上司からは苛立った言葉が投げかけられる。
あたかも、超早期の認知症が始まったかのようにも見える。しかし年齢は若すぎる。画像検査も正常だ。
発達障害を疑っても、大学を卒業し、入社試験を突破し、一定期間は社会生活を送っている。説明としては弱い。
統合失調症を思わせる幻覚や妄想もない。
それでも、仕事はできない。
この「説明のつかない無力化」は、決して稀ではない。臨床の現場では、確実に一定数存在している。
壊れているのは「知能」ではない
この人たちをよく観察すると、興味深い特徴がある。
記憶力が極端に落ちているわけではない。
簡単な会話は成立する。
検査上の知能も保たれている。
壊れているのは、もっと別のところだ。
・複数の情報を同時に扱うこと
・優先順位をつけること
・文脈を読み取って操作を変えること
・「わからない状態」から質問を組み立てること
つまり、現代の職場で暗黙の前提となっている高度な遂行機能である。
これは、紙と鉛筆の検査では拾いにくい。
しかし、オフィスワークでは致命的になる。
抑うつは原因か、結果か
こうした状態は、しばしば「遷延する抑うつ」として理解される。確かに抑うつ症状は存在する。
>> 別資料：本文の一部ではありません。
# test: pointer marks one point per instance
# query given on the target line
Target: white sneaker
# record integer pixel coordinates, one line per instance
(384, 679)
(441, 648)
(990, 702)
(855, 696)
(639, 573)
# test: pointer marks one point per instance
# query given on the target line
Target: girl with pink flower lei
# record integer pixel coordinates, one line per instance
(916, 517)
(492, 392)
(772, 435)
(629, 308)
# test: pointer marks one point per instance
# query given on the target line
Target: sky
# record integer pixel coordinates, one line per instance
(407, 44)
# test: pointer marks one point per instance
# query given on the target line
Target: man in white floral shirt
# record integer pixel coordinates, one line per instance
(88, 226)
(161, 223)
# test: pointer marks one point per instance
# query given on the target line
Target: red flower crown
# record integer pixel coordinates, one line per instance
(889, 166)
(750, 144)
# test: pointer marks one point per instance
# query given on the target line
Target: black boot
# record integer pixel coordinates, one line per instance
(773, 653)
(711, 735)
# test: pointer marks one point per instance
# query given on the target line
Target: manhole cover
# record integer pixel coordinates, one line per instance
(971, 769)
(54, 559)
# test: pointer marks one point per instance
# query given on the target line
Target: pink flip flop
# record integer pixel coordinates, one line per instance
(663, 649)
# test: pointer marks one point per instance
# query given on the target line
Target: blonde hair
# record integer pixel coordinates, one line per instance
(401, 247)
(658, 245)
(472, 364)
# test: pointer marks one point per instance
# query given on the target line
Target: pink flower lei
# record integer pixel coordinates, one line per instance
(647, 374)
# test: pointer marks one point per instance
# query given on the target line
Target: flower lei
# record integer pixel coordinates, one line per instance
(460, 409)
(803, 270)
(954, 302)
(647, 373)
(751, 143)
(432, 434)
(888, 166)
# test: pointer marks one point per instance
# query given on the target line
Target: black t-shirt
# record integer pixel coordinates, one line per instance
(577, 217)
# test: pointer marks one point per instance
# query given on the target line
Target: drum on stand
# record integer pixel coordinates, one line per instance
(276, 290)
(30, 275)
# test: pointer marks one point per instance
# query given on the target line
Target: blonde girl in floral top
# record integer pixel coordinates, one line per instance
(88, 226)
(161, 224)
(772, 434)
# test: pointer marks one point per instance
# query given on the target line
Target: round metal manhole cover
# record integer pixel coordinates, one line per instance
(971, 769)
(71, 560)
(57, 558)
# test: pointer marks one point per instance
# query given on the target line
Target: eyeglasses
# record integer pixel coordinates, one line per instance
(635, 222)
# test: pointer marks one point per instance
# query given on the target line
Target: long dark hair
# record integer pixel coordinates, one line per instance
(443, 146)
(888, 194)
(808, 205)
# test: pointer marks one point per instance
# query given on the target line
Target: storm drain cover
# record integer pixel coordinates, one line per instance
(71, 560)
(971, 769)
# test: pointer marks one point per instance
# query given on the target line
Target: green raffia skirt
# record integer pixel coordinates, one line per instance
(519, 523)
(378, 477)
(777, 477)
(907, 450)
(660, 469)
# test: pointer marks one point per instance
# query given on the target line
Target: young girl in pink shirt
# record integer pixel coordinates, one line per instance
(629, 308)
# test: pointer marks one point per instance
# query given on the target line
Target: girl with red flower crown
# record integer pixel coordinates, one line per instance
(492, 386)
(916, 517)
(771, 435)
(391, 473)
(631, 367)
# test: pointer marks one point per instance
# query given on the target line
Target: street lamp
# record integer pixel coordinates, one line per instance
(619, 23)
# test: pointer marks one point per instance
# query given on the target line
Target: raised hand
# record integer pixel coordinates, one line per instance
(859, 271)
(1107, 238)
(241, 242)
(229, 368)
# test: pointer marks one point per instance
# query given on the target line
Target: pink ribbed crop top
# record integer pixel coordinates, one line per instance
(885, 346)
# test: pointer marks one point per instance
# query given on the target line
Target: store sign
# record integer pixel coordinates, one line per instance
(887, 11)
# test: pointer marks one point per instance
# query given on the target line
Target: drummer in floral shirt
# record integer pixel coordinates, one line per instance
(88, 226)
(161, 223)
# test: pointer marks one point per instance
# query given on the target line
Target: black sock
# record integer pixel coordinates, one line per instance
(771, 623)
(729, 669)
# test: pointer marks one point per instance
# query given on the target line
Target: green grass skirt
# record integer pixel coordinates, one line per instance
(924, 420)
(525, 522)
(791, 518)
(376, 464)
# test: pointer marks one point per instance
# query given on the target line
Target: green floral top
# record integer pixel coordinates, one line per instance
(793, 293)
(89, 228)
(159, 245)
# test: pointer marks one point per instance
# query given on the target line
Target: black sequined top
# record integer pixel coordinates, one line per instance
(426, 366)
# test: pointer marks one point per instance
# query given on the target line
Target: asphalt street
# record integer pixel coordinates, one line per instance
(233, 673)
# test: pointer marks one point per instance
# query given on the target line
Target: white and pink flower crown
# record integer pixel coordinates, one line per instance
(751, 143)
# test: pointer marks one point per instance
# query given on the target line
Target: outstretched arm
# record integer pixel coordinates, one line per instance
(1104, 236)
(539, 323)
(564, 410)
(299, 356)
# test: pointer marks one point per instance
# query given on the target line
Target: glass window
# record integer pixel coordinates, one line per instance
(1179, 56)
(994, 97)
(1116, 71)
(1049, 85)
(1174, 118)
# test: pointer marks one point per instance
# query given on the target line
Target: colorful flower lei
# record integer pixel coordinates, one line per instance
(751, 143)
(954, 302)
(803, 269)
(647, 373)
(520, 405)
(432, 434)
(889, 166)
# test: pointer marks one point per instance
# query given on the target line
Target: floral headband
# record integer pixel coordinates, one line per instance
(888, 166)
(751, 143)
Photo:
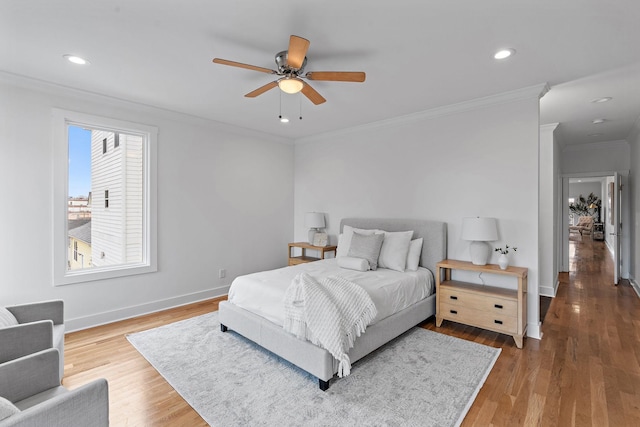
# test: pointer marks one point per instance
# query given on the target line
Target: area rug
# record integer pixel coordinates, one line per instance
(422, 378)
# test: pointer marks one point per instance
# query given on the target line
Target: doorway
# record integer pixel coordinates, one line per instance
(596, 197)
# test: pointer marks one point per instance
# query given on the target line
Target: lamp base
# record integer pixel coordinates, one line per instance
(480, 252)
(312, 234)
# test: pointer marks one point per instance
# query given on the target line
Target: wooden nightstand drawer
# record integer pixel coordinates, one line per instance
(495, 308)
(484, 301)
(479, 318)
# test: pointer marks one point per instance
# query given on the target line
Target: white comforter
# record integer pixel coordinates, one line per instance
(391, 291)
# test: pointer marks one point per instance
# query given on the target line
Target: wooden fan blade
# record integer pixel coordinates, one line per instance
(312, 94)
(337, 76)
(297, 51)
(241, 65)
(262, 89)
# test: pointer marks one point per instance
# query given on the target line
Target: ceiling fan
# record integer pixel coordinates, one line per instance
(291, 65)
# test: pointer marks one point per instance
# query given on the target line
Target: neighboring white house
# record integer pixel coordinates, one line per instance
(116, 189)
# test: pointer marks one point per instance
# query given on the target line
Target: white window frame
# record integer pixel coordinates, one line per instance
(61, 275)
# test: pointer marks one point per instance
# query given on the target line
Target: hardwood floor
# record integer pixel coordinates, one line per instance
(584, 372)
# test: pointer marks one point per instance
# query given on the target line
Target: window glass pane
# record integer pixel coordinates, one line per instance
(105, 206)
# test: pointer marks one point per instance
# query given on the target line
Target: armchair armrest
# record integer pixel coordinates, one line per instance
(86, 406)
(46, 310)
(29, 375)
(21, 340)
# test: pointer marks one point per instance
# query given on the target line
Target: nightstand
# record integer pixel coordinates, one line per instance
(597, 233)
(488, 307)
(294, 260)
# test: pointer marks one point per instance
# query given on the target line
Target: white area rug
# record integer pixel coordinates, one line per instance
(422, 378)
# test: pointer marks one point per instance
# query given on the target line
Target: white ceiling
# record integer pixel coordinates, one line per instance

思考は鈍り、意欲も落ちている。
しかし、経過を追うと、別の像が浮かび上がる。
仕事がうまく回らなくなる
→ 失敗体験が重なる
→ 自己評価が崩れる
→ 抑うつが固定化する
つまり、抑うつは一次的な原因というより、二次的な結果である可能性が高い。
「気分が良くなれば元に戻る」という前提で治療を進めると、患者も医療者も行き詰まる。
発達障害でも、認知症でもない「遅発性の破綻」
ここで浮上してくるのは、現在の診断体系の空白である。
この人たちは、
- 子ども時代から明らかな発達障害があったわけではない
- 若年性認知症とも言えない
- 典型的な統合失調症像とも一致しない
しかし確実に、
社会が要求する認知様式から、遅れて脱落している
二十代までは、努力と代償で乗り切れていた。
しかし三十代に入り、業務は複雑化し、曖昧さが増し、自己判断と調整能力が求められる。
その時点で、内部の脆弱性が露呈する。
これは「発症」というより、代償破綻と呼ぶほうが近い。
なぜ今、増えているのか
この現象は、個人の問題だけでは説明できない。
現代の職場は、
- 常時マルチタスク
- 曖昧な指示
- 自己管理の要求
- 絶え間ない評価
を前提にしている。
この環境に適応できる認知様式は、実はかなり限定的だ。
少しの脆弱性が、ある時点で一気に露呈する。
そして社会は、それを「うつ病」や「本人の問題」として処理する。
「元に戻る」という幻想を手放す
このタイプの人にとって、最も有害なのは、
「治れば元に戻れる」
「前と同じように働けるはずだ」
という期待である。
それは善意から出た言葉だが、現実には、
- 失敗の反復
- 自己否定の固定化
- 二次障害の深化
を招きやすい。
必要なのは、
- 能力の再配分
- 要求水準の調整
- 「できない理由」を意志ではなく構造で説明すること
回復とは、元に戻ることではなく、
壊れた前提を引き受けて生き直すことなのかもしれない。
おわりに
この人たちは、「病気になった人」ではないのかもしれない。
また、「怠けた人」でもない。
むしろ、
高度化し続ける社会から、静かに脱落した人たち
である。
精神医学は、まだこの現象に十分な名前を与えられていない。
しかし名前がないからといって、存在しないわけではない。
このタイプの人が増えているという事実は、
社会そのものが、ある限界点に近づいていることを示しているのかもしれない。
臨床は、その限界を、
最も早く、最も痛みを伴って示される場所なのだと思う。